I started my time in the U.S. with a three-week road trip through California, Nevada, Arizona and Utah together with a friend. We started our road trip exploring Los Angeles and there is where we had our first culture shock.
We had booked a hostel in downtown LA, and within the first hour of our stay three different people told us not to go outside after dark. During our road trip we found out that almost every city we went to has a certain area where it isn’t safe to go outside at night and especially not alone. We don’t have anywhere in Denmark where you can’t go outside at night, so we got a little surprised.
In Aarhus, where I live, I always ride my bicycle home alone at night and I have nothing to worry about. This is the same in Copenhagen and everywhere else you go. We don’t have much crime in Denmark, and it is really rare that people get assaulted by just being outside at night.
I think this is because Denmark has the highest trust level in the world. Seventy-eight out of 100 Danes say they trust other people; compare that to Brazil, where only three out of 100 say they trust others. Danes trust the state, police, media and even strangers. Of course, we also have criminals and bad people in Denmark, but you expect strangers to be nice people until otherwise proven.
To describe how much people actually trust each other in Denmark: People often give the example of how many Danes leave their children sleeping in a stroller outside when they go to a restaurant or a store.
People who live in the countryside in Denmark often have little unmanned shops by the street with vegetables and fruit where you can put your money in a little box, and the owner of the shop always pick up a box full of money when the shop closes.
As I told you in my last column, Denmark is the happiest country in the world and many Danish professors argue that it is because we trust each other.
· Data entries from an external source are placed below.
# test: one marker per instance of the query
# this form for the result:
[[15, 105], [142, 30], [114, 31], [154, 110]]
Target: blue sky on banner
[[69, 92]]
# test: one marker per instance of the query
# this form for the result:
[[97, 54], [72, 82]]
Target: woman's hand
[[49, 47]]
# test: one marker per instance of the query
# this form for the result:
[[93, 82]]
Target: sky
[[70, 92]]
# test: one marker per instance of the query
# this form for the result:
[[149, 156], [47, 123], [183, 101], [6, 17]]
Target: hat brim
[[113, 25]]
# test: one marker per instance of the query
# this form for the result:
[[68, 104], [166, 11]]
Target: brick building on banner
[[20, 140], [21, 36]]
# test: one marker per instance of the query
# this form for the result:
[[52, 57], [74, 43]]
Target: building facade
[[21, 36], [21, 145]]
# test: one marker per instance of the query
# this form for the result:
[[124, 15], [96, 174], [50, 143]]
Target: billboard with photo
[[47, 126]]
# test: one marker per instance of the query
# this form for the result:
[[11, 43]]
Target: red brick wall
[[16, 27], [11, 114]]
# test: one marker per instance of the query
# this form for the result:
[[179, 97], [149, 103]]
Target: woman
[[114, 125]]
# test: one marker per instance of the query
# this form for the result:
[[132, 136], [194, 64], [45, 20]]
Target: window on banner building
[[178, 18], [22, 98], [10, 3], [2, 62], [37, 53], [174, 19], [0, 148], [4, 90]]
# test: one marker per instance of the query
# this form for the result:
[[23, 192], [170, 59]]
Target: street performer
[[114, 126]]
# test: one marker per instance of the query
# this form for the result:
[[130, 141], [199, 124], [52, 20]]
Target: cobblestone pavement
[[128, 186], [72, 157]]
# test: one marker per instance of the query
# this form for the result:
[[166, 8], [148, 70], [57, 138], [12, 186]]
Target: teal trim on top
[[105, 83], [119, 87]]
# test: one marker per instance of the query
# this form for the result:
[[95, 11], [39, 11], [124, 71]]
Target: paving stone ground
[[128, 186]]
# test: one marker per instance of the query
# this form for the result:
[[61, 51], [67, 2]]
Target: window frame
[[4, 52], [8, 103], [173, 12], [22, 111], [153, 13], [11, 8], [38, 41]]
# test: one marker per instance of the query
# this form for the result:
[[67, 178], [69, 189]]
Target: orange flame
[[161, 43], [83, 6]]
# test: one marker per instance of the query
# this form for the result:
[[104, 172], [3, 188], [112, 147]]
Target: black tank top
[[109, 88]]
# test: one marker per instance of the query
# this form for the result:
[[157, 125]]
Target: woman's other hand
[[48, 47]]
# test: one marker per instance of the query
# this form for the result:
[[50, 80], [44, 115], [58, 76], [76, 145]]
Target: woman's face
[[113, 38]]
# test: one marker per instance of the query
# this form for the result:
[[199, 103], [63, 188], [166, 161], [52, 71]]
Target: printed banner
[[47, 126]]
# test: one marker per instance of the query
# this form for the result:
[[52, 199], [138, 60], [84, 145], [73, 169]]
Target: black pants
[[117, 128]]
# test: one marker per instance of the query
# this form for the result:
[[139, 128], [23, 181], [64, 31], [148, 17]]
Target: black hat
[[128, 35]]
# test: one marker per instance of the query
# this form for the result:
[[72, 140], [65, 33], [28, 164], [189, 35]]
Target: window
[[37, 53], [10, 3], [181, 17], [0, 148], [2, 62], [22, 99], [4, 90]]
We trust each other because we have a welfare state and we have a welfare state because we trust each other, they say.
I have never really thought about this before, but after moving to the U.S., I actually understand that kind of thinking. The thing about having to be a little afraid going outside at night makes you worried, and worrying doesn’t make you happy. I feel much more safe living in Denmark, and I think that is a shame.